Why do birds migrate?
Guided by stars and driven by genes, birds embark on epic annual journeys
Birds don’t migrate because of the cold. A little snow won’t actually kill them, but a scarce food supply will. Birds migrate to follow the bugs, worms or baby rabbits, but the “why” of migration isn’t nearly as fascinating as the “how”.
There are two skills that all migratory birds must possess: orientation and navigation. Orientation is the ability to determine the direction in which you’re travelling. Birds don’t have compasses or GPS devices, but they can orient themselves using the position of the Sun by day and the stars at night. Some birds, like pigeons, can orient themselves against the Earth’s magnetic field.
As for navigation, there are several theories, but no definitive answers. Some birds are believed to ‘pilot’ from one point to the next using large landmarks like coastlines, mountain ranges and even four-lane highways. Other birds learn the migration route by following older birds that have already made the trip. But the most remarkable birds are those who are born with a mental map imprinted into their DNA, able to make difficult long-distance journeys without any outside assistance.
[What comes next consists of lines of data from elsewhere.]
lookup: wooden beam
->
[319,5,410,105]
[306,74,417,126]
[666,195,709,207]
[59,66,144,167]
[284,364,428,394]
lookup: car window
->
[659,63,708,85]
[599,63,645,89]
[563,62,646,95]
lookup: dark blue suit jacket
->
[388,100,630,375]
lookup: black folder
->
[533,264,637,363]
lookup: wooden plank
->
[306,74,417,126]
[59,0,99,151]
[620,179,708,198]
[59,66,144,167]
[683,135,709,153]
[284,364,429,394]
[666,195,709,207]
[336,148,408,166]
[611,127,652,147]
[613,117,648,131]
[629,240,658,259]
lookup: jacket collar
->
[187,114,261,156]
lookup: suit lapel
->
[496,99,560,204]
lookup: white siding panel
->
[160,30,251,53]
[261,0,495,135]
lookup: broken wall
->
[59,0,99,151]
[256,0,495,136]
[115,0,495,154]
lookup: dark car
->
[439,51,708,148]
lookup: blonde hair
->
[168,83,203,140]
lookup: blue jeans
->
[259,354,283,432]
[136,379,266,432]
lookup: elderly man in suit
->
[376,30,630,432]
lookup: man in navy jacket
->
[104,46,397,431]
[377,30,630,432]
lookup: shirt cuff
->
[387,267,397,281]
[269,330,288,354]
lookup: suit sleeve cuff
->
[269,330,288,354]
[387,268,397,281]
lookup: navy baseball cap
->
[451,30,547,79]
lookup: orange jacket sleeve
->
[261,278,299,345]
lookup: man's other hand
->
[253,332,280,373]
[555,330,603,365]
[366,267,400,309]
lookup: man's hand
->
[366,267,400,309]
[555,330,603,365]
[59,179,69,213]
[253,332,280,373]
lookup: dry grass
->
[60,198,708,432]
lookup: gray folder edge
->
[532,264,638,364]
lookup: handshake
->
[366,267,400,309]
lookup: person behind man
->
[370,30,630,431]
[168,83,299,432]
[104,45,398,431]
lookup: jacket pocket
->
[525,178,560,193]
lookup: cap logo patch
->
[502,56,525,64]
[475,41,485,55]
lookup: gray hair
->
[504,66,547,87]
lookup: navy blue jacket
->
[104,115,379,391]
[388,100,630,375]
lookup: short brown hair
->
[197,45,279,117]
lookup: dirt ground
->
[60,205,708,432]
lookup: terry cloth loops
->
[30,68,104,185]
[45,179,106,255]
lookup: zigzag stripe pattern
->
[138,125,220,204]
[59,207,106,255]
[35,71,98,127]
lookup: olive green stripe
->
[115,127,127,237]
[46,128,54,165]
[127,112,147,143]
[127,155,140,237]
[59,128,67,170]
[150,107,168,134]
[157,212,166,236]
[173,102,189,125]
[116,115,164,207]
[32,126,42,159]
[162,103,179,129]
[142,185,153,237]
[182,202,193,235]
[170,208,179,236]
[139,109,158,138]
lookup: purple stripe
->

Soaring birds like hawks and pelicans do most of their flying during the day to capitalise on rising thermal drafts. Smaller birds that rely on powered flight mostly fly at night when the atmosphere is more stable.
There are nearly as many migration routes as there are species of migratory birds. Almost all routes have a north- south orientation, since most birds are escaping their northern breeding grounds in the late fall to settle into their wintering territory further south.
In North America, there are four main ‘flyways’ guiding birds from Northern Canada down to Mexico and South America. In Europe, many species breed near the arctic and follow dozens of routes to winter in the African plains.
Other routes aren’t so easy. The short-tailed shearwater draws a looping figure of eight across the Pacific Rim. California gulls breed in Yellowstone National Park and fly west before turning south to their Southern
California breeding ground (the direct route would take them over inhospitable desert.) But no migration route can top that of the tiny arctic tern, which travels from Greenland to Antarctica along the African and South American coasts, often covering more than 81,000km each year.